This month we’ve been blogging a lot about data migration to the cloud; in particular migrating from a legacy Netezza data warehouse. We were recently chatting with a client well on their way to making such a migration, and while the process is moving along smoothly, they still experienced a natural moment of hesitation, “Will all this work be worth it?”
Decommissioning legacy systems and applications is a complex initiative for any organization, that must be based on tangible benefits to the business in order to justify the work effort.
Based on past experience helping companies with legacy EDW migrations, including Netezza, Greenplum, Teradata, and others, we can categorize benefits into three core buckets:
- Cost Savings
- Operational Flexibility
- Consumption Improvements
Eliminate buying and hosting expensive proprietary hardware/ software
First of all, the annual licensing fees for the proprietary hardware/software/support of the legacy platform is eliminated. Additional nodes or resources for the new target environment may be required to support the required applications, but there will be a material cost-saving by removing the heavy cost of commodity hardware, as well as the ‘vendor lock-in’.
Reduce or eliminate ‘lock-in’ to tightly coupled technologies
With Netezza, tools like DataStage or SSIS are tightly coupled to the platform, which limits your options and ability to ingest, prepare and integrate data. With ETL tools specifically, the required server(s) to support data integration capabilities within Netezza come at a high-cost per user. This is largely alleviated in favour of open-source technology, which give the organization freedom to adopt from a wider array of technologies, based on open-architecture/API frameworks.
Reduce infrastructure management complexity
Managing Netezza database infrastructure is a highly manual process. Whether the new target is Hadoop or a cloud provider, this management becomes largely automated. Plus, auto-scaling and more efficient resource management is one of the core capabilities of these modern platforms and further reduce the resources required to manage the platform.
Reduce risk associated with platform tuning
As mentioned previously, Hadoop/cloud are horizontally scaling data management systems, and most Hadoop-based tools and resources are managed by an auto-scaling technology (such as YARN) to scale-up as necessary based on consumption patterns. These tasks can be automated as well in turn reducing the resources required to manage.
Reduce risk with planning upgrades and downtime
Upgrades to legacy EDWs, like Netezza, are typically cumbersome processes requiring planned downtime, usually over weekends or after-hours. Which is especially burdensome if it’s a result of fixing some sort of issues/bug resulting in unplanned downtime. Business units need to consume data at an increasingly aggressive pace, making downtime for upgrades unacceptable. Hadoop/cloud-based platforms largely remove the need to manage these activities, resulting in higher availability.
Reduce times for consumption and resultant performance-related issues
The auto-scaling capability of Hadoop/cloud removes the need to limit concurrent queries. Hadoop-based tools like Hive and Spark, with proper deployment and resource management, can alleviate many of the performance related issues users face with Netezza and other legacy EDWs. In the case of cloud-based databases like BigQuery or Snowflake, query performance is exceptionally high when compared to on-prem RDBMS. Thus, allowing business units to operate in real-time.

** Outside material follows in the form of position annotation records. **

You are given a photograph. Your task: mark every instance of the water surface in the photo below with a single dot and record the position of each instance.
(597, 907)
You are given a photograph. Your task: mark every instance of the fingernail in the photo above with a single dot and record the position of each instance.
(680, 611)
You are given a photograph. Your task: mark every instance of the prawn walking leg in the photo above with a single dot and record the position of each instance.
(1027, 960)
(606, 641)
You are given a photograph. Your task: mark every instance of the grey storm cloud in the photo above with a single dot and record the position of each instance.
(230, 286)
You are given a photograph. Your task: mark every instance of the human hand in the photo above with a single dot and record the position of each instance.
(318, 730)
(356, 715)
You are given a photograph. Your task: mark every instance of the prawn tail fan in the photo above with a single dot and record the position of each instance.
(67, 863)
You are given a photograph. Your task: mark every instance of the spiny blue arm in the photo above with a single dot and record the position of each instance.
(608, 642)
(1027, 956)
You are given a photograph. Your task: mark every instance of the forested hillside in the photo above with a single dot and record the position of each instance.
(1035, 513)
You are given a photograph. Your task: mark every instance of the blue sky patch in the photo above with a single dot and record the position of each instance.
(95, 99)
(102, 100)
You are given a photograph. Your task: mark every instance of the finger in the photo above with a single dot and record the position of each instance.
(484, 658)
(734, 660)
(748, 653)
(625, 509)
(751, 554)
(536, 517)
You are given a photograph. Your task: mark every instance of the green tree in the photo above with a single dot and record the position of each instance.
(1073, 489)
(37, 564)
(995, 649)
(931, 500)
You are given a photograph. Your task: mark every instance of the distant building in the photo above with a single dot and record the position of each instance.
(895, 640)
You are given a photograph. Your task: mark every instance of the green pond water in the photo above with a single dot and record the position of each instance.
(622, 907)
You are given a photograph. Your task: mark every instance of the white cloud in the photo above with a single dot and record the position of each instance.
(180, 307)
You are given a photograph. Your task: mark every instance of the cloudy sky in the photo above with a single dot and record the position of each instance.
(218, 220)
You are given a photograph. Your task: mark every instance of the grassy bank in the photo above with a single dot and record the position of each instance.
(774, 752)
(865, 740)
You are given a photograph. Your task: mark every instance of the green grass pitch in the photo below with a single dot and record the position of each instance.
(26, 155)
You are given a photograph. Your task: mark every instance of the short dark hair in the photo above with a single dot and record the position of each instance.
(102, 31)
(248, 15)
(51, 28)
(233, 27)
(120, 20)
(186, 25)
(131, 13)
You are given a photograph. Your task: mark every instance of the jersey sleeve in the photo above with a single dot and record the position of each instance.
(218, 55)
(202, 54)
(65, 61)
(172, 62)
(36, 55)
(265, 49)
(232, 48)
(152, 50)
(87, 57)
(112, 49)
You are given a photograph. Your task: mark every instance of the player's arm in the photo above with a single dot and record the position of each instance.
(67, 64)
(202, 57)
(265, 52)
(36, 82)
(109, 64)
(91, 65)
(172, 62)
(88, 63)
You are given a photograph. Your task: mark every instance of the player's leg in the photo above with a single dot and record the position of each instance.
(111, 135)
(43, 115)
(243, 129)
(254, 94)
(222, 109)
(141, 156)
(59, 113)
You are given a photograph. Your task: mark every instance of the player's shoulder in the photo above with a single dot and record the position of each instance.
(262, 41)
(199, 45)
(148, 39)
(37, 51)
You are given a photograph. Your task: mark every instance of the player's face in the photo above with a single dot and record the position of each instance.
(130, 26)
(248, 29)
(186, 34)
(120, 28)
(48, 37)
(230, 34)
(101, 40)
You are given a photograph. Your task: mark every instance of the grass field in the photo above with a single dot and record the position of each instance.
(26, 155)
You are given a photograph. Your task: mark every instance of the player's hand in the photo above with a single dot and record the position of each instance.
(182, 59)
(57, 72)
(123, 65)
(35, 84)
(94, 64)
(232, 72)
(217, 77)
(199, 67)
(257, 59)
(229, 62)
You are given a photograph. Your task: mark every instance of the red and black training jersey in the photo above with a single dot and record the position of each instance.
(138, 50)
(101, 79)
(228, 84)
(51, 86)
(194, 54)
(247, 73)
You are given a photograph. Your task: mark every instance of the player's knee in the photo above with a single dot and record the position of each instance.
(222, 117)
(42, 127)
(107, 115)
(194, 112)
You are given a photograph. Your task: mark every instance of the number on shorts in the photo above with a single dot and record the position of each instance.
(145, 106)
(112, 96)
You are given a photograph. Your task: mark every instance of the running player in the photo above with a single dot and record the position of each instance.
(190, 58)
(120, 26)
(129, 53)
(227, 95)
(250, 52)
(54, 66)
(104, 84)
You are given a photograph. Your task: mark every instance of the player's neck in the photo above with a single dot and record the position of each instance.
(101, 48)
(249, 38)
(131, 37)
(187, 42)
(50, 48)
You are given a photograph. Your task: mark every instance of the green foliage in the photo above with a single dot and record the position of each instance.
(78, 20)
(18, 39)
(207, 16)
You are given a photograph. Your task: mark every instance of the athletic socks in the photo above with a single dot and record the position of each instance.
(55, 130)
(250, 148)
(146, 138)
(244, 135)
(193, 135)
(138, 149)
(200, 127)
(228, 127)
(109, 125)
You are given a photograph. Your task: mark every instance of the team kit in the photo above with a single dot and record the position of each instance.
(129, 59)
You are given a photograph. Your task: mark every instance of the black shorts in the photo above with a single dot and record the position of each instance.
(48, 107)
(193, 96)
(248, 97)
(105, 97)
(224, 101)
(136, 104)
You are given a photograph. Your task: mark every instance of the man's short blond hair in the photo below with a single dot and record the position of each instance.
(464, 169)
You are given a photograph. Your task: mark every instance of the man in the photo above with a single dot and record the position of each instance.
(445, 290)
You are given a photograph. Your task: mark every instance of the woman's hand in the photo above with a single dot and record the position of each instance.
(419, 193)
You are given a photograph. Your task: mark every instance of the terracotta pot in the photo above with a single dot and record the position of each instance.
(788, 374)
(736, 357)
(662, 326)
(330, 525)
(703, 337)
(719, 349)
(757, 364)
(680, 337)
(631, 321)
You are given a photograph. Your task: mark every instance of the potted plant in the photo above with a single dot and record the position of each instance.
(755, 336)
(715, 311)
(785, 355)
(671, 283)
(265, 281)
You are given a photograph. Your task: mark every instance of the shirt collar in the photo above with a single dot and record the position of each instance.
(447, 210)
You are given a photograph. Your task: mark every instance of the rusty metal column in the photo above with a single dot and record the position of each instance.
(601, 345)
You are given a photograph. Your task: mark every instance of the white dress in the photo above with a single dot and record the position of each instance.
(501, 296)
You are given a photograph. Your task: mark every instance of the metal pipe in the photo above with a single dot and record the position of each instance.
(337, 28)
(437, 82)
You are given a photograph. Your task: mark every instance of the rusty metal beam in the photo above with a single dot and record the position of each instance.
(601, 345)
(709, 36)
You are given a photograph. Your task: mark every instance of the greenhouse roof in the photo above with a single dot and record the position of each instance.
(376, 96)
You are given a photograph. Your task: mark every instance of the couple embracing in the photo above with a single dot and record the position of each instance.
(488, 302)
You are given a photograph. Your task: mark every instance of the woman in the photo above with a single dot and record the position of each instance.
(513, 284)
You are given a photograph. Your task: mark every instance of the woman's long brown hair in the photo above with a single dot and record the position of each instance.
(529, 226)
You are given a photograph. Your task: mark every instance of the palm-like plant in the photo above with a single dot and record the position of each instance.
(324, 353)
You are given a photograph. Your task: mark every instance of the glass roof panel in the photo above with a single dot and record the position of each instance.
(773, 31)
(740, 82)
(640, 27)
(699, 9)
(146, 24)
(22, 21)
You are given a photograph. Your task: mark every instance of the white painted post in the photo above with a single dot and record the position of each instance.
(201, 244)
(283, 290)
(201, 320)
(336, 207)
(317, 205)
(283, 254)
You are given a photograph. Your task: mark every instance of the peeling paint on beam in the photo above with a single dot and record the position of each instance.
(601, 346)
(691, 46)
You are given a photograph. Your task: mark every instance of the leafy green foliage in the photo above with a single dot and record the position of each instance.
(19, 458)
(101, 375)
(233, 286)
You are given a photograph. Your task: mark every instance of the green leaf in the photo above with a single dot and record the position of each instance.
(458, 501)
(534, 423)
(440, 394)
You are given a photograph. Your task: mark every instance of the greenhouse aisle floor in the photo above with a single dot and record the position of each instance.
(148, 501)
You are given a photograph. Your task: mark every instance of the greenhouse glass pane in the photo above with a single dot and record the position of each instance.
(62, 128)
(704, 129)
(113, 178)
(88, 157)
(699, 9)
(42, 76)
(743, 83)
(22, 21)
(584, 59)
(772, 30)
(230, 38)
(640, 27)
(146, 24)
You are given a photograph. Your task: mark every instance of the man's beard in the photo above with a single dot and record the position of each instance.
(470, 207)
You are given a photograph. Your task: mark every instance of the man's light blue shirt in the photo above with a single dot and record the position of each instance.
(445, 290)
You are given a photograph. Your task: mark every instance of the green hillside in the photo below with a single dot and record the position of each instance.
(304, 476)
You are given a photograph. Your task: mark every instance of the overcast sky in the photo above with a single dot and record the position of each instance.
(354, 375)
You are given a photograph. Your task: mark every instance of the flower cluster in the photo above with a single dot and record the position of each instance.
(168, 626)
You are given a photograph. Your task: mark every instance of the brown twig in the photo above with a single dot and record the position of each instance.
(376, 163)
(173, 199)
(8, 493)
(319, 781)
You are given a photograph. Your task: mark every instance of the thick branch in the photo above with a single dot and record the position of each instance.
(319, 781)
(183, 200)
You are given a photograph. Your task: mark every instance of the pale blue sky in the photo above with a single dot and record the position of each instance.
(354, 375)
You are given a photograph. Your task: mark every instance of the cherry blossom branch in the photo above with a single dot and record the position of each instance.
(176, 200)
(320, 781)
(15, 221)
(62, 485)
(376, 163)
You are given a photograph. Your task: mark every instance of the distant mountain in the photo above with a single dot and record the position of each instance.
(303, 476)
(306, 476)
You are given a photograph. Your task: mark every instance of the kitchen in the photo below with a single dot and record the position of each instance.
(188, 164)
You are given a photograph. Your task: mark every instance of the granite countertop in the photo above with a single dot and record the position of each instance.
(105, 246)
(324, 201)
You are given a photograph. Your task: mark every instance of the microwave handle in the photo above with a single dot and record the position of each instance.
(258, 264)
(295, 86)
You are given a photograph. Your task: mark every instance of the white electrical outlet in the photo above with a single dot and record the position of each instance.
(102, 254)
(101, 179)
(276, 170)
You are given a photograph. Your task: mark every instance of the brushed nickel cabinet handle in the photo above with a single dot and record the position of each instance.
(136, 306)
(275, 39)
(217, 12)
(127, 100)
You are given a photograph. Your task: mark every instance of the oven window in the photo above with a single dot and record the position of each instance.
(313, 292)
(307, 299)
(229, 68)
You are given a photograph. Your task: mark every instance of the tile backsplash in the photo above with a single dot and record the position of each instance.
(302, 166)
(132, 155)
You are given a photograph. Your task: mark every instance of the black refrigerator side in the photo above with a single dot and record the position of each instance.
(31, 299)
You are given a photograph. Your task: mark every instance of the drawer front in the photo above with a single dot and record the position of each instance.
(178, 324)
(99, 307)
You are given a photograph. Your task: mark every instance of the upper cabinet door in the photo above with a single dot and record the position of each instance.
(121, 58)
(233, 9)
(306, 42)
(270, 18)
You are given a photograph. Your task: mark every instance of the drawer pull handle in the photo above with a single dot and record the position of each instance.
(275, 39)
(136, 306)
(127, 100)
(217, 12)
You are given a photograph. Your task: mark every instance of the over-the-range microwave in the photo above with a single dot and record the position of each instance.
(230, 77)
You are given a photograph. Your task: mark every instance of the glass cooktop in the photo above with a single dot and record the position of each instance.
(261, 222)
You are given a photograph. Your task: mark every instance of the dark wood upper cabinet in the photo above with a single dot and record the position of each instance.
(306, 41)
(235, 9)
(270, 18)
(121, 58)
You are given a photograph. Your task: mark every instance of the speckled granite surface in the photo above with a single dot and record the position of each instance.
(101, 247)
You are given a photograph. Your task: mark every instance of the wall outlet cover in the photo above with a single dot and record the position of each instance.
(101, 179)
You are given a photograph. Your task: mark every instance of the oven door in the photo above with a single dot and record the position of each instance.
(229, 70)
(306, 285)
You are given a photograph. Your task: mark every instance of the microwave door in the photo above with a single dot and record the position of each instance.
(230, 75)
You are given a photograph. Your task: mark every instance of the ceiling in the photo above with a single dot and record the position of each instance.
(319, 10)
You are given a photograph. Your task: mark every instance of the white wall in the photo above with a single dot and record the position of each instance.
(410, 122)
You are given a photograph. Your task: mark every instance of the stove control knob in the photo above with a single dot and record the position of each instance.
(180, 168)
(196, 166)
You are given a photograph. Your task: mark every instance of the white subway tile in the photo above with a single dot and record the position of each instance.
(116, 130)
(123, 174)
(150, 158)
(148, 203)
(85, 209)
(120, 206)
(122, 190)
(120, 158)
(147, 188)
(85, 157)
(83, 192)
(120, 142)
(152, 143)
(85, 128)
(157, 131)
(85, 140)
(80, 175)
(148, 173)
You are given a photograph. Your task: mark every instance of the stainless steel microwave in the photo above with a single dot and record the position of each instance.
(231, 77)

Eliminate Data Consumption “Pre-Processing” through automation
With Netezza, or any legacy EDW system, when business users look to consume data for analytics or reporting, the ability to consume data is dependant on a number of pre-processing steps. This could include complex mappings or complex transformations just to create a dataset in a format their reporting application requires. This pre-processing usually amounts to around 80% of a business analyst’s time. With modern Hadoop/Cloud platforms, pre-processing is usually eliminated via automated data pipelines, built on open-source or platform-native tools specifically to make consumption faster. Automated ingestion/ETL, data quality validation, among other capabilities are typically handled by the pipeline, making it easier for business consumers to plug in their preferred tools.
Increased capability to derive actionable insights, and combine disparate datasets
With Netezza, users are limited on how they consume data. They either need to manually move data to another server for complex analytics or put the onus back on Netezza to process the queries. Hadoop/cloud platforms are purpose built to bring processing to the data. Meaning, less wait times, faster query performance, and easier ability to combine disparate data sets (i. e structured and unstructured data, streaming and batch, and wider support for other data types). Open architectures and APIs also allow organizations to adopt a ‘bring your own consumption tool’ methodology; in essence creating a self-service framework for the business.
We believe in the benefits of adopting modern technologies and have seen our client’s successes as proof positive. The work involved can be intense, but if done right, the results are immediate and the pay-off is profound.